Ojciec rocznego malucha zwrócił uwagę na trudności w przemieszczaniu się rodziców z dzieckiem w wózku. Powód? Zepchnięty na podjazd śnieg.
Chodzi o podjazd przy schodach przed jednym z bloków na ulicy Płockiej w Mławie. Rodzic opisał swoje ekstremalne zmagania w sobotę 13 lutego br.
– Jako mieszkaniec bloku przy ulicy Płockiej 54 (w Mławie oczywiście), chciałbym przedstawić Państwu niezwykle nowatorską, i niebywale widowiskową dyscyplinę sportową. Na wstępie muszę zaznaczyć, iż dedykowana jest ona głównie dla osób posiadających potomstwo. Jest to dosyć istotny szczegół, z powodu konieczności posiadania wózka, w którym przewozi się powyższe potomstwo podczas codziennych spacerów. Pomysłodawcą powyższej dyscypliny jest spółdzielnia mieszkaniowa […]. Dyscyplina jest dwuetapowa. Etap pierwszy polega na pokonaniu wózkiem „wypełnionym” dzieckiem, zbitej i wysokiej na jakieś 30 cm bryły śniegu, powstałej po zagarnięciu jej z chodnika podczas odśnieżania. Etap drugi to wepchnięcie wózka pod stromy, oblodzony i nieodśnieżony podjazd. Ukoronowaniem i zarazem nagrodą dla zwycięzcy jest możliwość kontynuowania spaceru, po wyżej położonej części chodnika. Dyscyplina jest co prawda kontuzjogenna (potencjalne złamania, skręcenia, wypadnięcia dziecka z wózka), ale czegóż się nie robi dla zastrzyku adrenaliny i możliwości zgubienia kilku kilogramów?! Jako ojciec rocznego dziecka polecam każdemu – napisał pan Łukasz.

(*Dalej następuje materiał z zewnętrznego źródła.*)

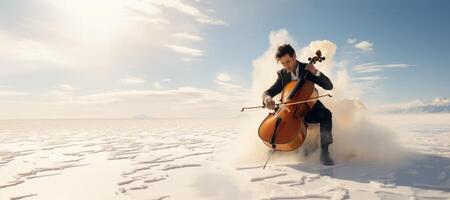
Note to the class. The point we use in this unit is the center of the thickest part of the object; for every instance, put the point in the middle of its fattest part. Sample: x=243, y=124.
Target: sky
x=191, y=58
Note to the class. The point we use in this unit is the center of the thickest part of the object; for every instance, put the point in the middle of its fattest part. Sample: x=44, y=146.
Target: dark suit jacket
x=284, y=77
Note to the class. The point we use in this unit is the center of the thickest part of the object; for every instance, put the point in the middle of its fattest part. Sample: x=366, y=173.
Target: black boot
x=325, y=156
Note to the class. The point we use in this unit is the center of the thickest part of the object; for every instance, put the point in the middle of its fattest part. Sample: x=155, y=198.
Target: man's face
x=288, y=62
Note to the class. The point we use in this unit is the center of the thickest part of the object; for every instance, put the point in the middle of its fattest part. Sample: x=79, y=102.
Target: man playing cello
x=295, y=70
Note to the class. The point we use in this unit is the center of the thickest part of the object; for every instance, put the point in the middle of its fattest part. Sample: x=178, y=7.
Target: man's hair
x=283, y=50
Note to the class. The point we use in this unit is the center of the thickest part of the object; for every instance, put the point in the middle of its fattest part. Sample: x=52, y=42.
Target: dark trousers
x=320, y=114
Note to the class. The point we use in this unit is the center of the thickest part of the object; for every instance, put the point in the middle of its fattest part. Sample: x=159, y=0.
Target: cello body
x=285, y=129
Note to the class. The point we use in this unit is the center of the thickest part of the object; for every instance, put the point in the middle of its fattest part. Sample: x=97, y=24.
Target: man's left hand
x=311, y=68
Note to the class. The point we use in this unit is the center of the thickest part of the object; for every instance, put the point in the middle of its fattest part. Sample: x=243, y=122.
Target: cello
x=285, y=128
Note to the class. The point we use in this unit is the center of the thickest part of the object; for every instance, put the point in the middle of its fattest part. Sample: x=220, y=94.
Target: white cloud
x=15, y=49
x=223, y=77
x=66, y=87
x=157, y=85
x=185, y=50
x=132, y=80
x=437, y=105
x=351, y=40
x=189, y=10
x=369, y=78
x=188, y=36
x=373, y=67
x=223, y=80
x=364, y=45
x=148, y=20
x=11, y=93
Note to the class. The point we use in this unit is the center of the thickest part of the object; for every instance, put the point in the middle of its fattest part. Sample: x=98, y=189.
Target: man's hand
x=311, y=68
x=270, y=104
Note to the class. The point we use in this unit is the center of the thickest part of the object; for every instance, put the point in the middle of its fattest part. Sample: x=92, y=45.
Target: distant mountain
x=438, y=105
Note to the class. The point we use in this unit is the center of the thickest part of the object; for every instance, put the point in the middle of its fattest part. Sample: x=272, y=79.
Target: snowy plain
x=219, y=159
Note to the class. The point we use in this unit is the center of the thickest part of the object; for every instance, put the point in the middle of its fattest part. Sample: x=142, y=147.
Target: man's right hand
x=270, y=104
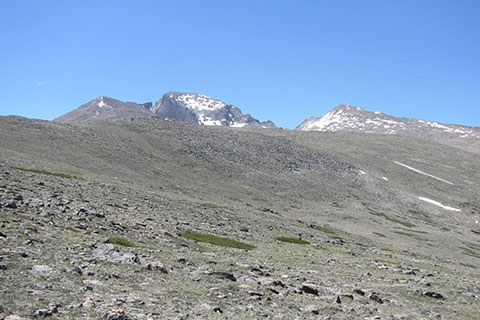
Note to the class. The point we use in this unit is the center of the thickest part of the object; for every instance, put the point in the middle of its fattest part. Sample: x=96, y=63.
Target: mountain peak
x=104, y=108
x=355, y=119
x=202, y=109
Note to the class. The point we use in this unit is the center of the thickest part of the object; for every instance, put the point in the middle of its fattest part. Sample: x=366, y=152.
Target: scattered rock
x=45, y=312
x=109, y=252
x=359, y=292
x=433, y=295
x=14, y=317
x=157, y=266
x=308, y=288
x=11, y=205
x=271, y=282
x=375, y=297
x=225, y=275
x=42, y=270
x=116, y=315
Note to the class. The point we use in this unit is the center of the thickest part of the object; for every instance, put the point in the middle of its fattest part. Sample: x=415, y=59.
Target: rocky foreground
x=56, y=262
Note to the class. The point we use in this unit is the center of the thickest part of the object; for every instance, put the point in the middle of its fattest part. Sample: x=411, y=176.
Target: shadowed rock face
x=104, y=109
x=354, y=119
x=96, y=222
x=201, y=109
x=185, y=107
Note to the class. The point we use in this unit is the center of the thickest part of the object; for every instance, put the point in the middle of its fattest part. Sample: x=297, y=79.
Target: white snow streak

Sytuację obrazuje na zdjęciu nadesłanym do redakcji portalu Nasza Mława.
Każdy rodzic wie, jak to jest. Sprawa nie tylko dotyczy rodziców, ale też osób niepełnosprawnych przemieszczających się na wózkach.
Problem zgłosimy zarządcy. Miejmy nadzieję, że pracownicy bardziej przyłożą się do odśnieżania.
W takich warunkach zostajemy w domu a nie włóczymy się z dzieckiem.